Erst eine ganze Weile später, als Catalina das Wäldchen längst hinter sich gelassen hatte und auch noch über eine lange Wiese gestürmt war, wagte sie es, erneut kurz innezuhalten und zurückzublicken. Sie konnte niemanden mehr entdecken. Keuchend griff sie sich in die Seite und sank auf die Knie.

 

Sobald Catalina wieder zu Atem gekommen war, rappelte sie sich hoch und rannte weiter. Die Nonnen würden nicht untätig bleiben: In wenigen Stunden würden sie das ganze Umland in Alarmbereitschaft versetzt haben. Ob Händler, Fischer, Bauer, Page oder Edelmann, jeder würde von ihrem Ausbruch erfahren und wissen, dass ihm die Exkommunizierung drohte, wenn er das junge Mädchen in der Novizinnenkutte entkommen ließ.

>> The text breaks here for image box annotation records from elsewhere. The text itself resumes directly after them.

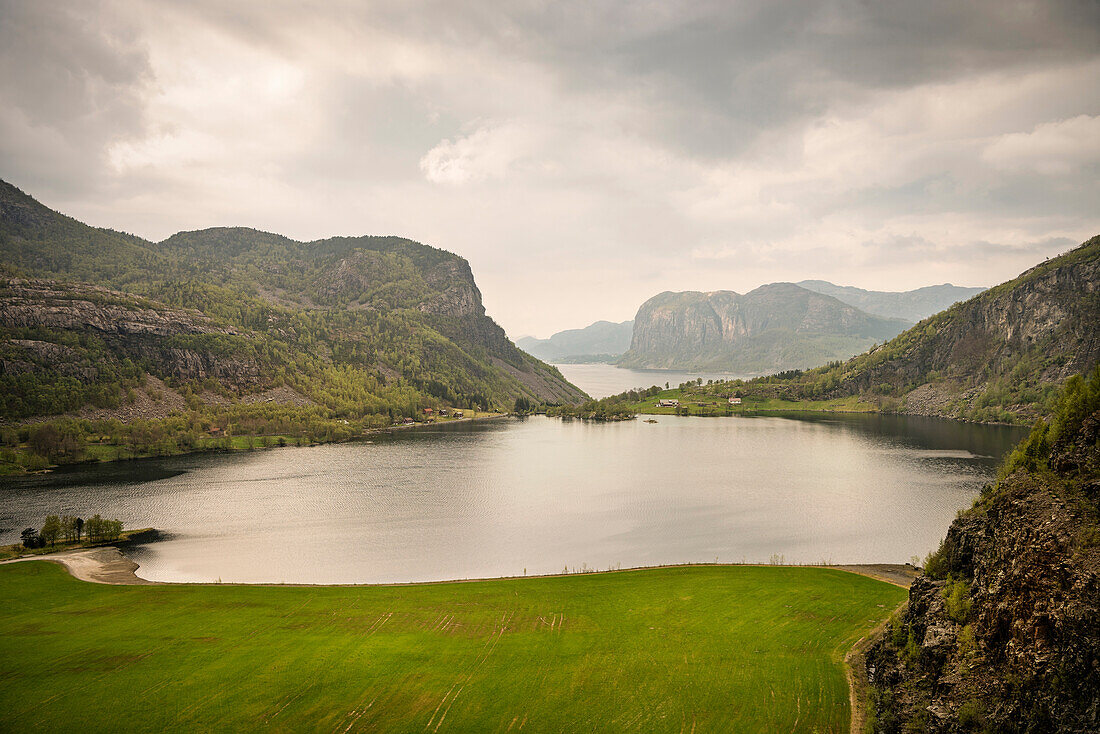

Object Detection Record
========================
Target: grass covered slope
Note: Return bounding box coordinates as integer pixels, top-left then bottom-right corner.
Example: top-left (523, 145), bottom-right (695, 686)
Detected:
top-left (607, 237), bottom-right (1100, 423)
top-left (0, 182), bottom-right (585, 473)
top-left (0, 562), bottom-right (905, 732)
top-left (867, 368), bottom-right (1100, 734)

»Kleider!«, kam es Catalina in den Sinn. »Ich brauche dringend etwas anderes zum Anziehen.«

Sie wusste, dass nicht weit von hier ein kleines Gehöft lag. Es gehörte einem Hidalgo, einem Edelmann, verarmt wie die meisten seines Geschlechts, seit es mit der Wirtschaft der Weltmacht Spanien unter König Philipp III. immer weiter bergab ging, aber ein paar Kleidungsstücke zum Wechseln würden sich sicher auch in seinem Haus finden lassen.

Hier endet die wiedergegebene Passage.